By: The Gazette editorial board
June 2, 2017
Orignal article appeared in The Gazette here: http://gazette.com/editorial-law-will-create-equal-opportunities-for-children/article/1604340
It is not just the Rocky Mountains and an enviable climate that distinguish Colorado as a desirable relocation state. It is also the K-12 education system, which requires state money to follow students to whichever accredited schools their parents or guardians choose.
Colorado is the school choice state.
Friday, our nationally acclaimed education system should get even better, as Gov. John Hickenlooper is expected to sign House Bill 1375 into law.
Colorado's follow-the-students financial arrangement has led to an unprecedented revolution in public school choice, with charters popping up in most communities to serve students with diverse needs. The old one-size-fits-all attendance center model is a thing of the past in our state.
But our system isn't perfect, and detractors continue doing whatever they can to preserve the old monopolized system of schools that don't have to compete for students.
One example of pushback against school choice is the unfair distribution of new tax revenues generated when voters of a school district approve mill levy overrides.
In two-thirds of Colorado's school districts that have approved new taxes, school boards have succumbed to teachers union pressure and declined to share the new revenues with charters.
The inequitable distribution of funds seems counterintuitive to American values. Our culture traditionally rewards good outcomes, which means charter schools should be entitled to at least an equal amount of new tax money. After all, the Colorado Department of Education found charter school students on average score higher on state tests than their peers in traditional public schools.
Probably because charters deliver good results, they have seen a 30 percent increase in enrollment statewide since 2013. More than 108,000 Colorado students were enrolled in charters for the 2015-16 school year, and charter student populations were more diverse than the populations in traditional schools.
By all meaningful measures, charter schools have improved education in Colorado. They should be rewarded, not left out, when taxpayers devote more money to education.

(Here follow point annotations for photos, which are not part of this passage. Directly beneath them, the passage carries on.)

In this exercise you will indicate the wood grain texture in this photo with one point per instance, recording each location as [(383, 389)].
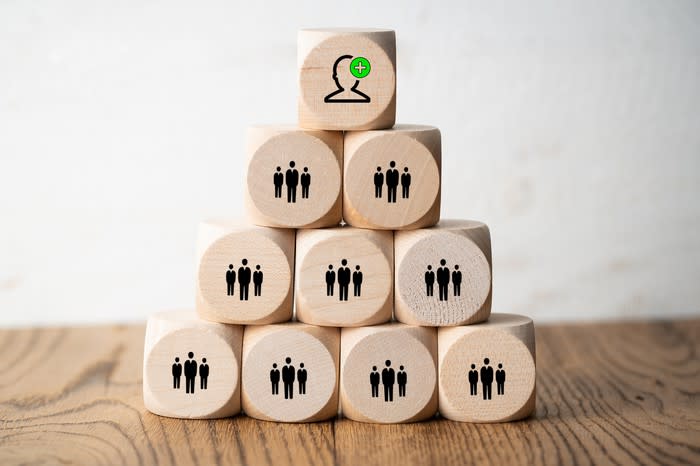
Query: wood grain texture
[(606, 394)]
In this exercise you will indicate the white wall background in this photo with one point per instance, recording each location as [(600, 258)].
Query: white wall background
[(572, 129)]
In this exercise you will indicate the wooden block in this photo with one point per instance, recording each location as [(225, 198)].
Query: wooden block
[(294, 177), (290, 372), (347, 78), (345, 276), (443, 274), (245, 274), (392, 178), (388, 373), (191, 367), (487, 370)]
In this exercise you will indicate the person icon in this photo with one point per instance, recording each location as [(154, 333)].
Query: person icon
[(301, 377), (275, 379), (203, 374), (278, 181), (177, 373), (374, 382), (257, 281), (500, 380), (343, 280), (190, 373), (473, 380), (378, 183), (392, 181), (486, 374), (405, 183), (443, 278), (429, 280), (243, 280), (230, 280), (305, 183), (288, 376), (343, 82), (401, 379), (357, 281)]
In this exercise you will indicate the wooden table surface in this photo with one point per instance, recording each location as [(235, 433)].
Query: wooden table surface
[(623, 393)]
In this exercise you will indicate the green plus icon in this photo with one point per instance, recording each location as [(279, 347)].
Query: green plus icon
[(360, 67)]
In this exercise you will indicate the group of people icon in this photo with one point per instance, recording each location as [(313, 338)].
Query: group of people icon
[(392, 180), (443, 279), (388, 378), (288, 377), (190, 373), (291, 179), (343, 276), (244, 278), (486, 374)]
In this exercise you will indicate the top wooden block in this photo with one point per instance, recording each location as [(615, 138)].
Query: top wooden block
[(347, 78)]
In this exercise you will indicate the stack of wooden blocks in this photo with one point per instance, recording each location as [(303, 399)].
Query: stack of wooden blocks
[(393, 317)]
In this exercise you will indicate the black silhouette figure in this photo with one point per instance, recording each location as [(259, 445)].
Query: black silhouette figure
[(401, 379), (405, 183), (305, 183), (342, 95), (392, 181), (301, 377), (429, 280), (275, 379), (278, 181), (288, 377), (443, 278), (486, 374), (357, 281), (230, 280), (257, 281), (501, 380), (343, 280), (177, 373), (203, 374), (330, 281), (388, 379), (374, 382), (291, 179), (190, 373), (378, 182), (243, 280), (473, 380)]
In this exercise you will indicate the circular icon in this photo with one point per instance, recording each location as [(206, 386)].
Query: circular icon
[(360, 67)]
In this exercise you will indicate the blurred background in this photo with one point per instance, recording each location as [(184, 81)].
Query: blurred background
[(571, 128)]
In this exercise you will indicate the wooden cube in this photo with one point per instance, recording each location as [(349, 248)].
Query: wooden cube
[(245, 274), (294, 177), (290, 372), (347, 78), (191, 367), (487, 370), (345, 276), (392, 178), (388, 373), (443, 274)]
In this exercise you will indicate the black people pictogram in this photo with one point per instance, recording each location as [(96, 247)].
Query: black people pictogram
[(347, 79)]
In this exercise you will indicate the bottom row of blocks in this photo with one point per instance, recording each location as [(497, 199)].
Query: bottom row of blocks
[(296, 372)]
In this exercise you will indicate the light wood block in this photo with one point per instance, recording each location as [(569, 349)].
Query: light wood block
[(443, 274), (487, 370), (294, 177), (290, 372), (345, 276), (245, 273), (347, 78), (388, 373), (191, 367), (392, 178)]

HB1375 will put an end to the practice of depriving charter schools of new tax revenues.
When signed into law, it will require school districts to develop plans in time for the 2019-20 school year to share new tax revenues equitably with charter schools.
Major sponsors of the bipartisan bill include State Sen. Owen Hill, R-Colorado Springs, who told us the bill will "treat all children equally within a district."
"We will not discriminate if you choose to go to one form of school on one side of the street versus a different form of public school on the other side of the street," Hill said, as quoted by The Complete Colorado.
If all goes as planned, HB1375 will become law when the governor signs it at 9:05 a.m. at the Rocky Mountain Prep Southwest charter school in Denver.
This is a bipartisan move toward equal opportunity in our state's public school system. It will be another policy designed to make Colorado a place for children, families and businesses to excel.